Department of Gastroenterological Surgery, Graduate School of Medicine, Osaka University, 2-2 Yamadaoka, Suita, Osaka, Japan.
Ann Surg. 2011 Feb;253(2):279-84. doi: 10.1097/SLA.0b013e318206824f.
To investigate the value of endoscopic biopsy in predicting the clinicopathological response and survival in patients with esophageal cancers who received chemoradiotherapy (CRT) alone or CRT followed by surgery.

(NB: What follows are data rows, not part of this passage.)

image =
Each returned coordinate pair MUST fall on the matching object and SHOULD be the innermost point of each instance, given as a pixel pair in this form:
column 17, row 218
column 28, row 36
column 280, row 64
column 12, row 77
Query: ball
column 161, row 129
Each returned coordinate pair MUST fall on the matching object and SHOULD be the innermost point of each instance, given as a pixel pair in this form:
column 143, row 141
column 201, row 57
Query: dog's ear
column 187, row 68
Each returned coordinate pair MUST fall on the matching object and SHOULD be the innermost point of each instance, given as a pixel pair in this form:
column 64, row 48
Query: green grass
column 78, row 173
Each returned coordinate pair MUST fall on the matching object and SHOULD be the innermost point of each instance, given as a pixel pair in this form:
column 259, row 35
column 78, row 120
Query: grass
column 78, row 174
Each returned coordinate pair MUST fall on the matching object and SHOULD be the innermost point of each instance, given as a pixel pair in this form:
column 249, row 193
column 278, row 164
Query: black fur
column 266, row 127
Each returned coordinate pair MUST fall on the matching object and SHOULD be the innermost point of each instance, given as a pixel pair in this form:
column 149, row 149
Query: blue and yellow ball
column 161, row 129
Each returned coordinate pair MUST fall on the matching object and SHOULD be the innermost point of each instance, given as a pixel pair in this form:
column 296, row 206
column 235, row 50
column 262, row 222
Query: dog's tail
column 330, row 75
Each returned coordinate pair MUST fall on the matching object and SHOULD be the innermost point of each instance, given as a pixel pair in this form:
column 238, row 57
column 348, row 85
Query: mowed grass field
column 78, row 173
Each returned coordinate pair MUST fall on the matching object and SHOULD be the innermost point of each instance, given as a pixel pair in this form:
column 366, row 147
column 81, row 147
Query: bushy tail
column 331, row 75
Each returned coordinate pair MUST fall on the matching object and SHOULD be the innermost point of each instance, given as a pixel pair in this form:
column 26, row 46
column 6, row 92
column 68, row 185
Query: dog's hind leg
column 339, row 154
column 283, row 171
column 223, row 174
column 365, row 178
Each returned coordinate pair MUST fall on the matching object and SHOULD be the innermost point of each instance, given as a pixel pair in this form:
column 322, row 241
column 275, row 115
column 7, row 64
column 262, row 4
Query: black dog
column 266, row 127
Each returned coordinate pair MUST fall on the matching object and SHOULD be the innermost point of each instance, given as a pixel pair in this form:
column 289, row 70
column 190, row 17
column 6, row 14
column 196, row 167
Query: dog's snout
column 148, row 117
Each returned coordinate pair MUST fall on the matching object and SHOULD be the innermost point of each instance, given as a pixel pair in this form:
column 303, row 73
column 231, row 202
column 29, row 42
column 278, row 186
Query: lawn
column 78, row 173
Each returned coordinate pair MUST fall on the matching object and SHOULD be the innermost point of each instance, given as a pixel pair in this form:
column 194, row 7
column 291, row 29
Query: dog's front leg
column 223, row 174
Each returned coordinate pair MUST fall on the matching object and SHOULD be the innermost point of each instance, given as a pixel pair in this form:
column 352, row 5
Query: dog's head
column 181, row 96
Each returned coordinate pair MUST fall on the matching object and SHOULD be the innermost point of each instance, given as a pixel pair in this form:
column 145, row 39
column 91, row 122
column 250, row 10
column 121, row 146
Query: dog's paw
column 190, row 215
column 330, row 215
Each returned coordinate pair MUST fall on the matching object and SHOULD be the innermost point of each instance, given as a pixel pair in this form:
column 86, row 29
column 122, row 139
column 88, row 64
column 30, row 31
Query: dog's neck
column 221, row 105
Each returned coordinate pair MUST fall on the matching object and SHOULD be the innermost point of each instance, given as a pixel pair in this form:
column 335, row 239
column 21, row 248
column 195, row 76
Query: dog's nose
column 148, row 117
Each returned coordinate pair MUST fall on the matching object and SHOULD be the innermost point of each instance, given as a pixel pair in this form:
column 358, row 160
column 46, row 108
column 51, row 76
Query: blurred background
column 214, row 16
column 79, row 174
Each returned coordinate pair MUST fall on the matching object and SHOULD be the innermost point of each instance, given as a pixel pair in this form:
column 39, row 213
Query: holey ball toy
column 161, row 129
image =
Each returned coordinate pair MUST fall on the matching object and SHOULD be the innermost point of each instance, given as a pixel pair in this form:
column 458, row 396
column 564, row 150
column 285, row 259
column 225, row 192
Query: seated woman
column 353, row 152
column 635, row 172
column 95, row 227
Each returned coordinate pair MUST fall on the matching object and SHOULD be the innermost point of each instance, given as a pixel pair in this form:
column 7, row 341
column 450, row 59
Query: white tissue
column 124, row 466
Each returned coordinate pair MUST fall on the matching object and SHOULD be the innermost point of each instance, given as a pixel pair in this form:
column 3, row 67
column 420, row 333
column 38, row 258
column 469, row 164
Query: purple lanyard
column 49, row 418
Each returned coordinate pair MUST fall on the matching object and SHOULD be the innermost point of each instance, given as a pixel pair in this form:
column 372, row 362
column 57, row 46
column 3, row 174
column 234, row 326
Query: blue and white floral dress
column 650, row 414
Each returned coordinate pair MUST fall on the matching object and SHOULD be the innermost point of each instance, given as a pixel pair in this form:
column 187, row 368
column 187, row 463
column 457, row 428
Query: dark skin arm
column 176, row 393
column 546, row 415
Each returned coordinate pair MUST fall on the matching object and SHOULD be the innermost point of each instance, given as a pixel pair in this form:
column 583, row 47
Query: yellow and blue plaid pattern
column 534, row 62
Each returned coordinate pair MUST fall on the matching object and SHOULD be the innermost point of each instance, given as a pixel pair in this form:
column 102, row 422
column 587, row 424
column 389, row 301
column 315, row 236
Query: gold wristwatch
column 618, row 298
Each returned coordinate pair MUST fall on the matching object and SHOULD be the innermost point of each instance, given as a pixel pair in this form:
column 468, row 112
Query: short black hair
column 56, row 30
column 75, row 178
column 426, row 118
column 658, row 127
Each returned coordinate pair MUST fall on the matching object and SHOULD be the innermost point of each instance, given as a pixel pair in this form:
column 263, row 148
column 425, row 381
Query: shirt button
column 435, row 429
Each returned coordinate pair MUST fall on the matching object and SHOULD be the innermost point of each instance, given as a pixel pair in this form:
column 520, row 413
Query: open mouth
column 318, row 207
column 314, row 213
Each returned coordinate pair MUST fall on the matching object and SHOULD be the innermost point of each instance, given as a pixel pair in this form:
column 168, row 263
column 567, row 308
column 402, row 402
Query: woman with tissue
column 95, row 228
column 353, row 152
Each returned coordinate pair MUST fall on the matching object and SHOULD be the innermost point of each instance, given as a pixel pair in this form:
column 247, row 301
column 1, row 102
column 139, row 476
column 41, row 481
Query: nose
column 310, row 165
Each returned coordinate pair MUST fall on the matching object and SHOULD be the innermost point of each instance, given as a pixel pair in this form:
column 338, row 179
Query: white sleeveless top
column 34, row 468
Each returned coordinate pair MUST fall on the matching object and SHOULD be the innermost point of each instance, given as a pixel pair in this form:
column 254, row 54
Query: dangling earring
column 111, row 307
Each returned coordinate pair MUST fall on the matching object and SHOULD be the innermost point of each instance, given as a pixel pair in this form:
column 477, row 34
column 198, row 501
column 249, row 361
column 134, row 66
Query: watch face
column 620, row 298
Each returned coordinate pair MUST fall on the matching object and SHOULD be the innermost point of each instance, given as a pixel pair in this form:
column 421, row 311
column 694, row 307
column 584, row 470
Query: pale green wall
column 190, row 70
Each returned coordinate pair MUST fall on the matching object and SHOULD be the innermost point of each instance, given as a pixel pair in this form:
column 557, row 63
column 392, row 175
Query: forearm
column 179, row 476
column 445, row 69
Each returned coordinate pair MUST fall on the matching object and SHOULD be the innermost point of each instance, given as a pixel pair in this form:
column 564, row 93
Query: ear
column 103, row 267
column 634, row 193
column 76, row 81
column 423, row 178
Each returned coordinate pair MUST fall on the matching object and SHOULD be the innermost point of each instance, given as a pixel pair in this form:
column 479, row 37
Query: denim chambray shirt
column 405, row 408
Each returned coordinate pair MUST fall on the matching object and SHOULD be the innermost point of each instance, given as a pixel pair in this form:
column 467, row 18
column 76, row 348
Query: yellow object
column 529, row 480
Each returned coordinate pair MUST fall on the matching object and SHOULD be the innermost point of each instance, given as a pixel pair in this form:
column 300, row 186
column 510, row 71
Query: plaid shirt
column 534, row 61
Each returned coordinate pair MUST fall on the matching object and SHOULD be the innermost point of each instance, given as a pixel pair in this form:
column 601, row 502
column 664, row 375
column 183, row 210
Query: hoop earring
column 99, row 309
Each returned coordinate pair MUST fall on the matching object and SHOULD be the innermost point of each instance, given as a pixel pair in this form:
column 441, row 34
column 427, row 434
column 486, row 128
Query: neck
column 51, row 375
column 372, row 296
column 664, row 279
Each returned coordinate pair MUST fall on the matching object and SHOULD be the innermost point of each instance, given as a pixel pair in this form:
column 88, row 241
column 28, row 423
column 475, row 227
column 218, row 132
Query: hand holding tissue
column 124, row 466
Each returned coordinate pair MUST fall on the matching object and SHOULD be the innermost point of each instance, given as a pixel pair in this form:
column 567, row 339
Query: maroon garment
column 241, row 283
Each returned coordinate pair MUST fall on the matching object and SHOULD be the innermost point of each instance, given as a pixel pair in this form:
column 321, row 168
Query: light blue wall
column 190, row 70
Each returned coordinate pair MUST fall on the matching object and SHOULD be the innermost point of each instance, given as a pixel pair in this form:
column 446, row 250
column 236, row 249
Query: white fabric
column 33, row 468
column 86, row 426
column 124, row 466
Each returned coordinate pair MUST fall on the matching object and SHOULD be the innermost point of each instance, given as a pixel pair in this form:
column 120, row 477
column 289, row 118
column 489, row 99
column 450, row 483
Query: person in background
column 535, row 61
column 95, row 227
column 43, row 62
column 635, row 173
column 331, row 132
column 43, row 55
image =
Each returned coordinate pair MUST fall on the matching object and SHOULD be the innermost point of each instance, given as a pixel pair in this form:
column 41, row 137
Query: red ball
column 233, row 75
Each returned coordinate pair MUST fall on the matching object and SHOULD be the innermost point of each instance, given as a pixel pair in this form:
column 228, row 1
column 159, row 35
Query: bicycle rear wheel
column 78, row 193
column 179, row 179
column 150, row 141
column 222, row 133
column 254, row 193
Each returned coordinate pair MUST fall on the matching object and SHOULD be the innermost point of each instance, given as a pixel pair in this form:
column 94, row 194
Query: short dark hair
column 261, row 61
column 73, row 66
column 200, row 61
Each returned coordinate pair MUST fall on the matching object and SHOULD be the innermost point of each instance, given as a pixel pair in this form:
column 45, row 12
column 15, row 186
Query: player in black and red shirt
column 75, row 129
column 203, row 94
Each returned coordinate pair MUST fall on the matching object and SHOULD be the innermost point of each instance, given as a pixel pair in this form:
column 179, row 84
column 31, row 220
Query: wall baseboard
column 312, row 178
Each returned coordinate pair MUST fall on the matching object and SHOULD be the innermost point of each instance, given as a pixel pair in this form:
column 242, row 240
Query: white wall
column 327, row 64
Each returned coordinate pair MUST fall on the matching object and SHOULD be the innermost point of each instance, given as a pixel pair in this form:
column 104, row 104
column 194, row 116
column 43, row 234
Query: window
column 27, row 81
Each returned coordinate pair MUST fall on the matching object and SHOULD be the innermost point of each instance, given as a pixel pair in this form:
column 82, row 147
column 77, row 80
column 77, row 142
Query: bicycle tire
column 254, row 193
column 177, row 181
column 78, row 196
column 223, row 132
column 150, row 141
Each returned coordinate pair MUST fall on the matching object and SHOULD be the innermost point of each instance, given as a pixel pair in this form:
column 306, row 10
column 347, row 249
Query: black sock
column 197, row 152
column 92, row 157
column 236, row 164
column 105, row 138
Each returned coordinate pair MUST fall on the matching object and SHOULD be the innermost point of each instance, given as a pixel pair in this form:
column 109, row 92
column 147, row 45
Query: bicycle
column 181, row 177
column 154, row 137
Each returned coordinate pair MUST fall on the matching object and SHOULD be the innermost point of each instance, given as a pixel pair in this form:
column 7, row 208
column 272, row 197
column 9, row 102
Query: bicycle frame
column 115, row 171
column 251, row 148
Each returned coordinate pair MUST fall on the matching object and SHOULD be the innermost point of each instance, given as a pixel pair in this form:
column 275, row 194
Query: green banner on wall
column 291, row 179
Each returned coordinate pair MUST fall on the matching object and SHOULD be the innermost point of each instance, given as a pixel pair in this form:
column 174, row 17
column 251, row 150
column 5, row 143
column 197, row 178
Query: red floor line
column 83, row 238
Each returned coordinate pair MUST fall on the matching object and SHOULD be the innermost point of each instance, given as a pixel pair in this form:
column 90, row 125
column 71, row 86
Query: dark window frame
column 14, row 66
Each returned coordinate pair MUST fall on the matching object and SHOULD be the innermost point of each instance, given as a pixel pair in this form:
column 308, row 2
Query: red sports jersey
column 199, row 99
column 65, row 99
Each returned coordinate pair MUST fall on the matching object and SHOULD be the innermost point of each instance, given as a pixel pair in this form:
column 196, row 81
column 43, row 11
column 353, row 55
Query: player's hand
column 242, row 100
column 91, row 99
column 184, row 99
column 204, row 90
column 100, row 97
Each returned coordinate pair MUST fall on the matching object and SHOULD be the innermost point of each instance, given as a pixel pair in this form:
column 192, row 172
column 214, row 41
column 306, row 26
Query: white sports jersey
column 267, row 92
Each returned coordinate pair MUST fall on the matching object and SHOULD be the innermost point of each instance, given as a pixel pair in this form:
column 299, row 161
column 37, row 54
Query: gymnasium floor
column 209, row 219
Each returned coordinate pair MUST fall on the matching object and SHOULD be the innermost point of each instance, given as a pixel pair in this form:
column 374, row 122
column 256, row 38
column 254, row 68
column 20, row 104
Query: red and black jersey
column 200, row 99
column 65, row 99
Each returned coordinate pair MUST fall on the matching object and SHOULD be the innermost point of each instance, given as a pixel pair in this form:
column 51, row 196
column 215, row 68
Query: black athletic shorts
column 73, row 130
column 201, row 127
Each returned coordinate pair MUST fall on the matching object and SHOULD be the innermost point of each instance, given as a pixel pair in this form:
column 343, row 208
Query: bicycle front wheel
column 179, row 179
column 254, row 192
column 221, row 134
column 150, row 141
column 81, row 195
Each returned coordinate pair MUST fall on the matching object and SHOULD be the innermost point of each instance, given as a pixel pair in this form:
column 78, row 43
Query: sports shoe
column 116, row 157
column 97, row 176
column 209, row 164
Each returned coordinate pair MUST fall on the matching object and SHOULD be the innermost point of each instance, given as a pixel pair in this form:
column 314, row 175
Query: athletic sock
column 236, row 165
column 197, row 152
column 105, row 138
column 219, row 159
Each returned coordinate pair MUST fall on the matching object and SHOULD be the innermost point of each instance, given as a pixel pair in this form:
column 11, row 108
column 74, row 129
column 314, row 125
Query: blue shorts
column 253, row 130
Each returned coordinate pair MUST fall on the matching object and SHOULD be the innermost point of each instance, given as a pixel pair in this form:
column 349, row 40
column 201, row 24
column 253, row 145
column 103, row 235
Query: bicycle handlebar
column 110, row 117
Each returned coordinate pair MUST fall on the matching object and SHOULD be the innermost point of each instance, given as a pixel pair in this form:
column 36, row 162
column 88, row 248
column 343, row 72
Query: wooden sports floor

Endoscopic biopsy examination after CRT for esophageal cancer has been used to confirm the presence of residual tumor before surgery, but there is little or no information on the clinical significance of the results of endoscopic biopsy in neoadjuvant or definitive CRT.
We studied 189 patients who underwent endoscopic biopsy after induction CRT (40 Gy) for esophageal cancer, consisting of 123 patients who received neoadjuvant CRT (40 Gy) followed by surgery and 66 patients who underwent definitive CRT (mostly more than 60 Gy). The correlations between the results of endoscopic biopsy and clinicopathological factors, including response to CRT and survival, were examined.
For neoadjuvant CRT, endoscopic biopsy findings correlated significantly with pathological tumor regression and lymph node involvement,although the majority of cases with negative biopsy (64%) displayed residual tumor cells in the surgical specimen. The 5-year survival rate was significantly higher in patients with negative biopsy (48.3%) than in those with positive biopsy (21.8%, P = 0.006). For definitive CRT, patients with negative biopsy at the time of 40 Gy showed clinical complete response to CRT (P = 0.002)and had significantly better 3-year survival (57.0%) than those with positive biopsy (22.5%, P = 0.0008).
The results of endoscopic biopsy examination after induction CRT can predict the response to CRT and prognosis of patients who receive CRT with and without surgery.
探讨内镜活检在预测单独接受放化疗(CRT)或 CRT 后手术的食管癌患者临床病理反应和生存方面的价值。
CRT 后对食管癌进行内镜活检检查已被用于在手术前确认肿瘤残留,但关于新辅助或根治性 CRT 内镜活检结果的临床意义的信息很少或没有。
我们研究了 189 例接受诱导性 CRT(40Gy)后行内镜活检的食管癌患者,其中 123 例接受新辅助 CRT(40Gy)后手术,66 例接受根治性 CRT(大多超过 60Gy)。检查内镜活检结果与包括 CRT 反应和生存在内的临床病理因素之间的相关性。
对于新辅助 CRT,内镜活检结果与病理肿瘤消退和淋巴结受累显著相关,尽管大多数阴性活检(64%)的病例在手术标本中仍显示残留肿瘤细胞。阴性活检患者的 5 年生存率(48.3%)显著高于阳性活检患者(21.8%,P=0.006)。对于根治性 CRT,在接受 40Gy 时阴性活检的患者对 CRT 有临床完全缓解(P=0.002),并且 3 年生存率明显高于阳性活检患者(57.0%对 22.5%,P=0.0008)。
诱导性 CRT 后内镜活检检查结果可预测接受 CRT 治疗(包括手术和不手术)患者的 CRT 反应和预后。